Alan Blum, MD Professor and Endowed Chair in Family Medicine Director, The University of Alabama Center for the Study of Tobacco and Society ablum@cchs.ua.edu
Links: Original article in The Nation Dr. Blum's letter to the editor in response to original article
#2: CBS 60 Minutes
Fails to Disclose Conflict of Interest in Story on Snus I value "60 Minutes" and respect Leslie Stahl, but in her story on "snus" (April 4) she failed to mention the financial ties to the tobacco industry of snus advocate Dr. Karl Fagerstrom, whose clinical trials of snus in smoking cessation have been funded by Swedish Match, the country's leading manufacturer of snus.

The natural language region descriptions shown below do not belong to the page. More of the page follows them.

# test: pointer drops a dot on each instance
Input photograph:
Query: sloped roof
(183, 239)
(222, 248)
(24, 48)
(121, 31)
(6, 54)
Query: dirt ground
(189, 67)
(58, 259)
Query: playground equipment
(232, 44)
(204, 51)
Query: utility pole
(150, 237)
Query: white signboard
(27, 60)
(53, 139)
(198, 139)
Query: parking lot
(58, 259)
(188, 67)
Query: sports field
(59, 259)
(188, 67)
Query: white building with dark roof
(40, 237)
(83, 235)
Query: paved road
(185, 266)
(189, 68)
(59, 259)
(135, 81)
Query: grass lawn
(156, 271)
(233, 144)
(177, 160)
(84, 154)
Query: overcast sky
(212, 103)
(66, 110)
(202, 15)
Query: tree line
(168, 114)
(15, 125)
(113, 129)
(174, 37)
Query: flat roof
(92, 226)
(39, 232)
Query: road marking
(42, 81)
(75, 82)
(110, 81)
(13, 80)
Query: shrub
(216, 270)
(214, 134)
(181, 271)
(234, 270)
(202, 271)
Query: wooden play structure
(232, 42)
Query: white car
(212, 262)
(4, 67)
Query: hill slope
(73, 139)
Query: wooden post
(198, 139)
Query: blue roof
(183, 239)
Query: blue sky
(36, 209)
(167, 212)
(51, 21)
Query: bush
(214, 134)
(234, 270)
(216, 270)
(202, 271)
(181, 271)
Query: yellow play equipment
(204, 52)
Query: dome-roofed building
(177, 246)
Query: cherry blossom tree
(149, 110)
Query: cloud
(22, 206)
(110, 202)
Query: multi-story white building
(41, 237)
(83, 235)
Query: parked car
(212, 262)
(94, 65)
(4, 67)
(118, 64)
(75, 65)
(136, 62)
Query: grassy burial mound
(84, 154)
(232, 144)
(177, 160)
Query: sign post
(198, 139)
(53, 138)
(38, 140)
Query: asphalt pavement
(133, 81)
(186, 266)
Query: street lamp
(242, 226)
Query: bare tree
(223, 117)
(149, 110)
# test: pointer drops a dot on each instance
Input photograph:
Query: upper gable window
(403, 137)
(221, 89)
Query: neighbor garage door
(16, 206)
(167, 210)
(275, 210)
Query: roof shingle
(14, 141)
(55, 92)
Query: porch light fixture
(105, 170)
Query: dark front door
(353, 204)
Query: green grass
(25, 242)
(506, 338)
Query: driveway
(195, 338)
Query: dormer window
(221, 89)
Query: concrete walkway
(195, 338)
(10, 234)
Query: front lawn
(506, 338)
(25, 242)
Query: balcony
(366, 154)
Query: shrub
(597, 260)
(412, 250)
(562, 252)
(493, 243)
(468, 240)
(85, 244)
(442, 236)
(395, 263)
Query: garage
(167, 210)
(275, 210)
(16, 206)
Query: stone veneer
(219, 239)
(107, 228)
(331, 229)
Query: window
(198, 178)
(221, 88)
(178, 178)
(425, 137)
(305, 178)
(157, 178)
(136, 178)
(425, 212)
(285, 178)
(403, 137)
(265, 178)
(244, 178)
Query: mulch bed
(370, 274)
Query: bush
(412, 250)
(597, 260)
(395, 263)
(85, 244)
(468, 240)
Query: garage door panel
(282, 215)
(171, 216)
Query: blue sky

This is his own statement of resignation in February 2004 as president-elect of the Society for Research on Nicotine and Tobacco: "As of Saturday night Feb 21 I decided to resign as President of SRNT, the reason being that 2 things had happened during the 3 preceding weeks that changed the situation compared to the one when you voted for me for the presidency. First my long held dream of starting a company with the objective of making better nicotine replacement products has come true. I am holding a minority part in this company, NicoNovum, of which I am chairman of the board. What could not be disclosed about this company until now is that the board of the company a few weeks ago accepted venture capital from a Swedish company that is controlled by Swedish Match. Secondly one week ago I accepted to be part of an advisory board that will design a randomised controlled smoking cessation trial with the swedish [sic] product snus. This trial will be funded by Swedish match. The trial will be made in one of the poorest eastern [sic] European countries where NR hardly exist, and if it does, is not affordable. These 2 things have raised concerns among SRNT members that there is a perception of a potential conflcit of interest. In this situation I decided that the best thing to do for the society was to resign, particularly since it had such an able elected President Elect as Dr. Ken warner who was willing to take on the full presidency immediately. With the best wishes to Ken, the Board and the Society Karl Fagerstrom" I believe you should disclose to "60 Minutes" viewers Dr. Fagerstrom's financial relationship with the tobacco industry.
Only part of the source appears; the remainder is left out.